Spanish public sector workers have held a day-long strike in protest against an average 5% cut in pay that comes into effect this month.
The cuts are part of a government austerity package aimed at reducing the country's budget deficit, swollen by almost two years of recession.
Earlier, several thousand protesters gathered at Madrid's finance ministry blowing horns and chanting slogans.
Heavy rain hampered an evening rally through the city's streets.
Spanish unions said 75-80% of public sector workers had joined the day-long strike.
The labour ministry, however, put the figure at 16%.
"We are very angry because this is not only an attack to our rights and to our salaries - there is an attack to the welfare," protester Elisia Deoran told the BBC.
"It's an attack on all the public services."
Spain has suffered one of the toughest recessions in the EU, and has its highest unemployment rate. It recently had its credit rating downgraded, amid fears it could follow Greece into a debt crisis.
More than 2.5 million Spaniards work in the public sector, and the strikes were reported to be affecting hospitals and schools, fire stations and local government. Emergency responders were providing minimum services.
With a budget deficit currently running over 11%, the government is under pressure from the EU to slash spending.

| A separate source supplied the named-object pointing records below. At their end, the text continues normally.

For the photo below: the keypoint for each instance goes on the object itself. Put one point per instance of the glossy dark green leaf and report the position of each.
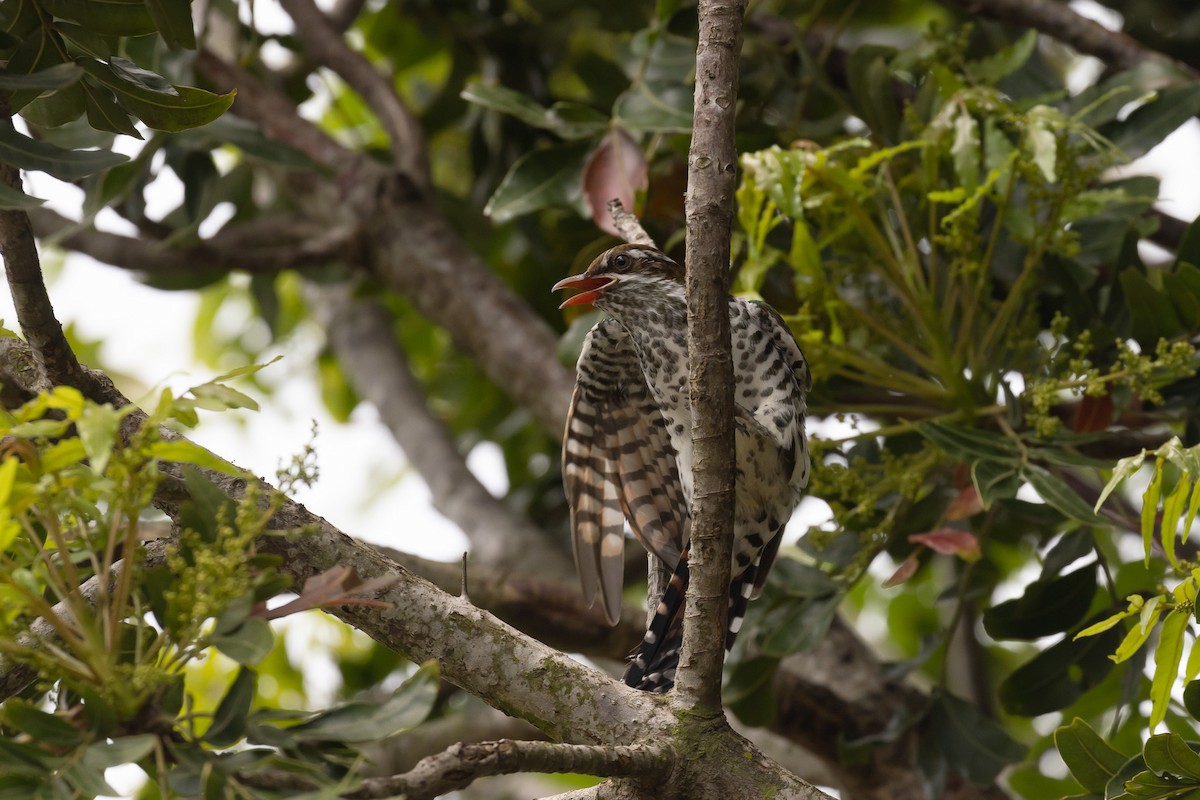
(655, 108)
(107, 17)
(41, 726)
(57, 108)
(1060, 674)
(187, 108)
(750, 692)
(1060, 495)
(88, 782)
(1091, 761)
(54, 77)
(1048, 606)
(229, 720)
(1168, 752)
(11, 198)
(249, 643)
(1007, 60)
(407, 708)
(1153, 314)
(65, 164)
(543, 179)
(174, 22)
(796, 624)
(995, 481)
(1073, 546)
(972, 744)
(870, 82)
(970, 445)
(1156, 120)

In May, Spanish Prime Minister Jose Luis Rodriguez Zapatero announced a 5% cut in public sector pay, starting this month. Salaries will be frozen in 2011, pensions will no longer be adjusted for inflation and tax breaks for new parents will be dropped.

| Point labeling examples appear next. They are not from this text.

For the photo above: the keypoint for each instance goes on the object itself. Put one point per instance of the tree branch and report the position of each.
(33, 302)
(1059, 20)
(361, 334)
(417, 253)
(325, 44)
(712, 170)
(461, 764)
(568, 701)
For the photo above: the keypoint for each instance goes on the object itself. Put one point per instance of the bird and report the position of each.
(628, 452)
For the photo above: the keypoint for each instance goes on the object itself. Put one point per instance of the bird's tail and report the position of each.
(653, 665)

There were also big cuts in public investment and development aid. Some pensions were frozen.
The cuts are part of a 15bn euro (£12bn; $18bn) package of austerity measures also meant to reassure the financial markets that Spain will meet its debts.
Testing public mood
Trade unions are angry that public sector workers are being penalised.
They accuse the Socialist Party of reneging on previous promises, and taking desperate measures now - after insisting for months that Spain would be relatively unaffected by the economic crisis.
The government is due to unveil on Wednesday plans to free up the labour market, by making it easier to hire and fire workers, in an attempt to stimulate growth.
The unions have threatened a general strike if those measures go ahead.
In recent months, Greece has been hit by mass strikes and protests over austerity measures imposed to combat a debt crisis that has shaken the 16-member eurozone.
Germany on Monday announced 86bn euros in cuts by 2014 - its biggest budget cut since World War II, and the latest in a series of austerity plans being hatched across the eurozone.
Britain, the Republic of Ireland, Portugal and Italy have also announced austerity programmes.